He knows about unfairly losing an MVP (2011).

He knows about fairly losing an MVP (2014).

But he just wants to know what’s going on this season.

Brian Windhorst of ESPN:

James does care about team success first, but he also cares deeply about individual awards. That includes right now and the developing MVP race. He has been privately wondering why he’s not more involved in the national conversation on the matter considering his play over the last quarter of the season.

I see three primary reasons LeBron has not factored more prominently into the MVP discussion. In order of relevance:

1. Health

LeBron has missed 10 of the Cavaliers’ 58 games.

Here’s the percentage of their teams’ games the MVP has played each year (wine) and the where LeBron falls both now and if he plays every game the rest of the season (gold):

image_thumb.png

LeBron has played 83 percent of Cleveland’s games so far. Only Bill Walton (71 percent in 1978) played fewer and won MVP.

If LeBron plays the rest of the Cavaliers’ games, he’d reach 88 percent. That’d pass only one other MVP, Allen Iverson (87 percent in 2001).

2. Competition

Perhaps LeBron could overcome his missed games if the field weren’t so strong.

But Stephen Curry and James Harden are having fantastic seasons. Not only have they been great on the court, they’ve largely stayed on it. That matters a great deal when determining how much a player has contributed in a season.

Russell Westbrook and Anthony Davis also have injury issues, but they’ve played even better than LeBron when healthy.

3. An unfair standard

LeBron is having a down year for him.
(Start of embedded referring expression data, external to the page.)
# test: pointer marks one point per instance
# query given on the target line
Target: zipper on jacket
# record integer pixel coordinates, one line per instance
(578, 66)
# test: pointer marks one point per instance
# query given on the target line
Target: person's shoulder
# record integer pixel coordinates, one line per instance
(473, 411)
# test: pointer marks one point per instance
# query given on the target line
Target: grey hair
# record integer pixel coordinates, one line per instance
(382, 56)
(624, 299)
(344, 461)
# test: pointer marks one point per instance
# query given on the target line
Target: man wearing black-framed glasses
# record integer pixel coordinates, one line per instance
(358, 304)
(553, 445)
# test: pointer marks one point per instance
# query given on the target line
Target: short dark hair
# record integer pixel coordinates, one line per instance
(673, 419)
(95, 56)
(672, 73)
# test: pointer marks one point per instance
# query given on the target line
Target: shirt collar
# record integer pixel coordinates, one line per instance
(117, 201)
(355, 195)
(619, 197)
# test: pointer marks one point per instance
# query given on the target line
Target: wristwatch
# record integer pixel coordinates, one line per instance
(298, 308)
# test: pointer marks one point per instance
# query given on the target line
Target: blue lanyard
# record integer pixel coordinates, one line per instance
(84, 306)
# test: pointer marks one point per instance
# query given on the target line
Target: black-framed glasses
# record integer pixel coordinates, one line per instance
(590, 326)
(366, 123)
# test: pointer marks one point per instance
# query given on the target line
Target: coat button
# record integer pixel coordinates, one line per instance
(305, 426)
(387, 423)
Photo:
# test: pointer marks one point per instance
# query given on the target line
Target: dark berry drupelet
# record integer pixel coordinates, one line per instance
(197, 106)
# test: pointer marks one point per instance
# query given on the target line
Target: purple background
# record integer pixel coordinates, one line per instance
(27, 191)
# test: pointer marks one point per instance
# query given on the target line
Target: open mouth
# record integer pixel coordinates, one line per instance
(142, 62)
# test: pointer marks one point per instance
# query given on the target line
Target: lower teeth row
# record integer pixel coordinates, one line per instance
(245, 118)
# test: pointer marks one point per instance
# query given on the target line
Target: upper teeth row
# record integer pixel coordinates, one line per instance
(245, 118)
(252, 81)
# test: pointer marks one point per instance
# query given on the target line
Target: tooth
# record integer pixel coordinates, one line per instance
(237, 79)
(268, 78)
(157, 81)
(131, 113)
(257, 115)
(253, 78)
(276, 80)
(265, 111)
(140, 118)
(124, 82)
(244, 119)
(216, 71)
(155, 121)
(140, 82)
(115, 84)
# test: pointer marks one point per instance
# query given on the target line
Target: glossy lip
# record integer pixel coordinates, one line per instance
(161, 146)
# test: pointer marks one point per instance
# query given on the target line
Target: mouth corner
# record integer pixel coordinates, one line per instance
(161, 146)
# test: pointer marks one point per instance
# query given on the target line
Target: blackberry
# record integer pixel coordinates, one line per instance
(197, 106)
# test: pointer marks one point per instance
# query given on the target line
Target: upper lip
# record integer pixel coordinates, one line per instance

That shouldn’t matter for MVP – which should reward the player who outclasses his peers in a season, not his own marks in previous seasons – but it very well could. Voters are fickle that way, even subconsciously. It’s hard to watch LeBron and not be disappointed considering what he has accomplished.

That also applies to team success, an important – and I’d argue overrated – factor in MVP voting. The Cavaliers are on pace for the worst record by a LeBron team since 2008. They’re also behind Curry’s Warriors and Harden’s Rockets in the standings.

But it’s not too late. LeBron made a late push for MVP last year, and he still could this year. Even if he doesn’t pass Curry and Harden, the race to make the five-person ballot is wide open. Beyond those two, Davis and Westbrook, I’m not even sure who I’d rate fifth. It might be LeBron.

That might not be he type of MVP consideration LeBron desires. But it’s the kind he deserves.